By Megan Ammirati
Modern Chinese Literature and Culture, vol. 27, no.2 (Fall 2015), pp. 172-207
According to standard theater history, on September 22, 1923 Hong Shen permanently altered the way modern Chinese drama approached the performance of gender. He directed a production of Ouyang Yuqian’s The Shrew (Pofu) that cast actresses in the female roles. The relative realism of that one-act was disastrous for the female impersonators who subsequently performed Hu Shi’s The Main Event of Life (Zhongshen Dashi) and were laughed off the stage. It was this juxtaposition of “natural” female bodies and “artificial” male impersonators that purportedly demonstrated the necessity for gender-appropriate casting, leading Hong Shen to declare that, after that date, female impersonation “died a natural death” (shouzhong zhengqin).
This essay complicates that claim. The author argues that Hong Shen’s Freudian rejection of the cross-dressed stage affixed a thread of essentialism to the foundation of Chinese spoken drama. A rigid assumption about the correspondence between a female character and a female body has flattened out much of the germinal fluidity and variety of Republican-era drama. However, a reading of Hong Shen’s own “all-male” soldier play Yama Zhao (Zhao Yanwang) finds new meaning in the moments the script alludes to feminine impersonation. Even an advocate of gender-appropriate casting like Hong Shen practiced drama in a more flexible and experimental manner than his own rhetorical essays would allow.

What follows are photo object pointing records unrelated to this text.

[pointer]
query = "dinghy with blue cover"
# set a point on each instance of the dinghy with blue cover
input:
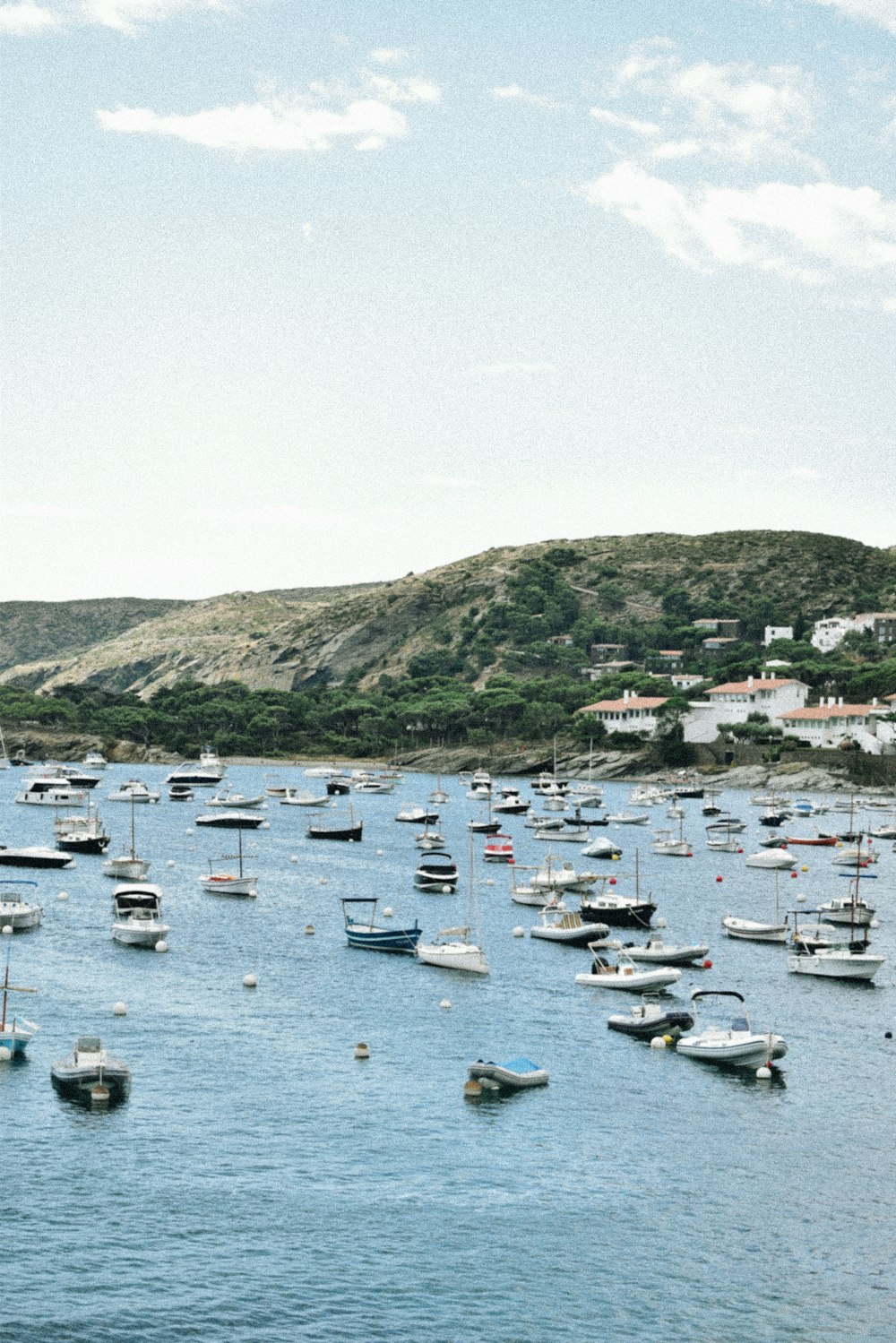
(365, 933)
(519, 1074)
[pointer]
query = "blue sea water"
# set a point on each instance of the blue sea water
(261, 1184)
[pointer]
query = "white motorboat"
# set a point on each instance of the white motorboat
(625, 974)
(16, 911)
(565, 925)
(460, 949)
(91, 1076)
(602, 848)
(659, 952)
(228, 798)
(136, 791)
(737, 1045)
(754, 930)
(774, 860)
(292, 798)
(16, 1033)
(46, 790)
(137, 915)
(230, 882)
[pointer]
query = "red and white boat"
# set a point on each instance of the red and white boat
(498, 848)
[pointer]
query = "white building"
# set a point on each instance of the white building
(630, 713)
(831, 723)
(737, 700)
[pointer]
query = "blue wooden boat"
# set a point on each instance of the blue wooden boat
(519, 1074)
(365, 933)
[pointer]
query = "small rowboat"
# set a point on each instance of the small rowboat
(519, 1074)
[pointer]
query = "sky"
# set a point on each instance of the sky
(301, 293)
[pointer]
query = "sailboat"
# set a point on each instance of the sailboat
(128, 866)
(458, 949)
(753, 930)
(18, 1033)
(228, 882)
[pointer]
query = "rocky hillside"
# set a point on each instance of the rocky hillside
(487, 605)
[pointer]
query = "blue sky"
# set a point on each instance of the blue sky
(303, 293)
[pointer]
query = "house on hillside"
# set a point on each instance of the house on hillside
(632, 713)
(831, 723)
(737, 700)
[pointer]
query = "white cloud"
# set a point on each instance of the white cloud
(511, 368)
(737, 112)
(514, 93)
(403, 90)
(882, 13)
(613, 118)
(284, 125)
(390, 56)
(27, 18)
(812, 233)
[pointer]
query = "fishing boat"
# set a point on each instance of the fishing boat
(649, 1018)
(81, 834)
(498, 848)
(336, 826)
(754, 930)
(136, 791)
(15, 911)
(126, 866)
(417, 815)
(737, 1045)
(230, 882)
(34, 856)
(137, 915)
(16, 1033)
(366, 934)
(621, 911)
(519, 1074)
(659, 952)
(460, 949)
(437, 872)
(228, 798)
(233, 821)
(565, 925)
(775, 860)
(90, 1076)
(293, 798)
(624, 974)
(51, 790)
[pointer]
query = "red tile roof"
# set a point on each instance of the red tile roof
(635, 702)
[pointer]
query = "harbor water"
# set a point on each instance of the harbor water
(263, 1184)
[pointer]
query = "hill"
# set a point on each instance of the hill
(504, 610)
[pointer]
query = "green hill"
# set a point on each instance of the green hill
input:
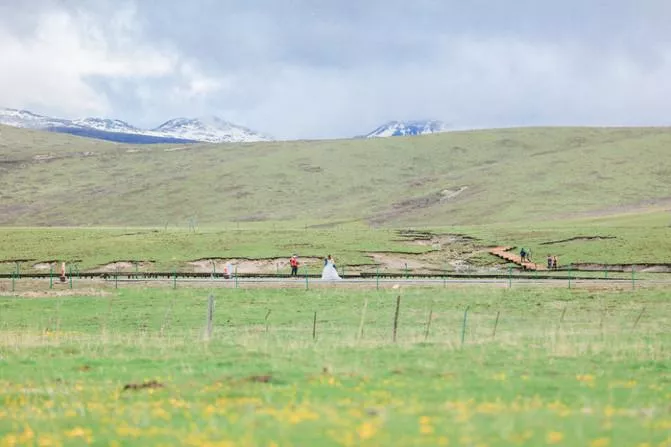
(456, 178)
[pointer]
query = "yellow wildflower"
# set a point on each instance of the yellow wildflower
(554, 437)
(366, 430)
(600, 442)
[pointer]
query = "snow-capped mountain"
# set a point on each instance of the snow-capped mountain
(406, 128)
(179, 130)
(106, 125)
(29, 120)
(209, 129)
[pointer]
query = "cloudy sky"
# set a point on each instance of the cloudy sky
(338, 68)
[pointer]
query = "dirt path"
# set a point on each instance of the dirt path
(503, 253)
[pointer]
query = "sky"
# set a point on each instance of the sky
(339, 68)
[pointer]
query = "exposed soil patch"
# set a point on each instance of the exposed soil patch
(642, 268)
(390, 261)
(579, 238)
(45, 265)
(124, 266)
(61, 293)
(270, 265)
(152, 384)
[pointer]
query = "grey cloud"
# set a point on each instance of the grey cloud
(300, 68)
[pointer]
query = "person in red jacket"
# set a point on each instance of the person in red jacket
(294, 265)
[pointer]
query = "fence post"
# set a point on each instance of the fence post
(569, 275)
(496, 323)
(428, 323)
(314, 327)
(463, 326)
(398, 305)
(210, 317)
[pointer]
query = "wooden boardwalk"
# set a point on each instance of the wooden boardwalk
(504, 253)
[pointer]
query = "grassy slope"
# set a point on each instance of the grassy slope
(512, 175)
(584, 381)
(173, 248)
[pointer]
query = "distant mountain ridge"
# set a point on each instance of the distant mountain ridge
(178, 130)
(408, 128)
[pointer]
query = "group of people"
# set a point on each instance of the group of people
(552, 262)
(525, 256)
(329, 271)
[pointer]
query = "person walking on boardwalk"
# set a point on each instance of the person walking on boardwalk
(329, 272)
(293, 262)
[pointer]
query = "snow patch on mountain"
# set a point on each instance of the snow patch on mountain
(407, 128)
(182, 130)
(208, 129)
(29, 120)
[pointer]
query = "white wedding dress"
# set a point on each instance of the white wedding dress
(329, 272)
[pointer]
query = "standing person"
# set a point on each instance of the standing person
(329, 272)
(294, 265)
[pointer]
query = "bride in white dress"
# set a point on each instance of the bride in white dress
(329, 272)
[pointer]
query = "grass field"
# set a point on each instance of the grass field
(564, 367)
(455, 178)
(622, 239)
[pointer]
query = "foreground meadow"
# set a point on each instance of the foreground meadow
(529, 367)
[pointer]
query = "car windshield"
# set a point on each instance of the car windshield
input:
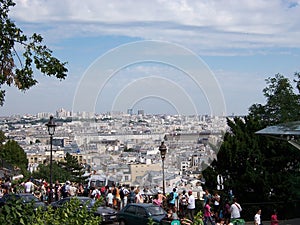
(156, 211)
(29, 198)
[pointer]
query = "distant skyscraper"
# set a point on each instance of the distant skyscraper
(141, 112)
(130, 111)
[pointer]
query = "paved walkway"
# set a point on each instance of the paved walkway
(283, 222)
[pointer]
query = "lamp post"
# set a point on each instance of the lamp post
(163, 151)
(51, 129)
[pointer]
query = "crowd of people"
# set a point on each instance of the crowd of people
(179, 205)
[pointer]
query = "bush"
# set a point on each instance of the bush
(72, 213)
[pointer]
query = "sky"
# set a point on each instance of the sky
(162, 56)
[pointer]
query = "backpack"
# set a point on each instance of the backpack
(131, 197)
(183, 200)
(122, 193)
(170, 196)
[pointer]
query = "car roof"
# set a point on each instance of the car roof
(145, 205)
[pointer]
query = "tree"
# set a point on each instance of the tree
(58, 173)
(69, 169)
(72, 166)
(16, 67)
(13, 154)
(259, 168)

This process of complicating the narrative of Hong Shen’s institutionalization of gender-straight casting ultimately transcends a binary in which a play’s realistic engagement with women is defined by the absence or presence of women on stage. To put it another way, the author resists the assumption than an actress’s performance of a female character is immediately aligned with naturalness and rejects the theory that a female impersonator’s citation of femininity is its binary opposite.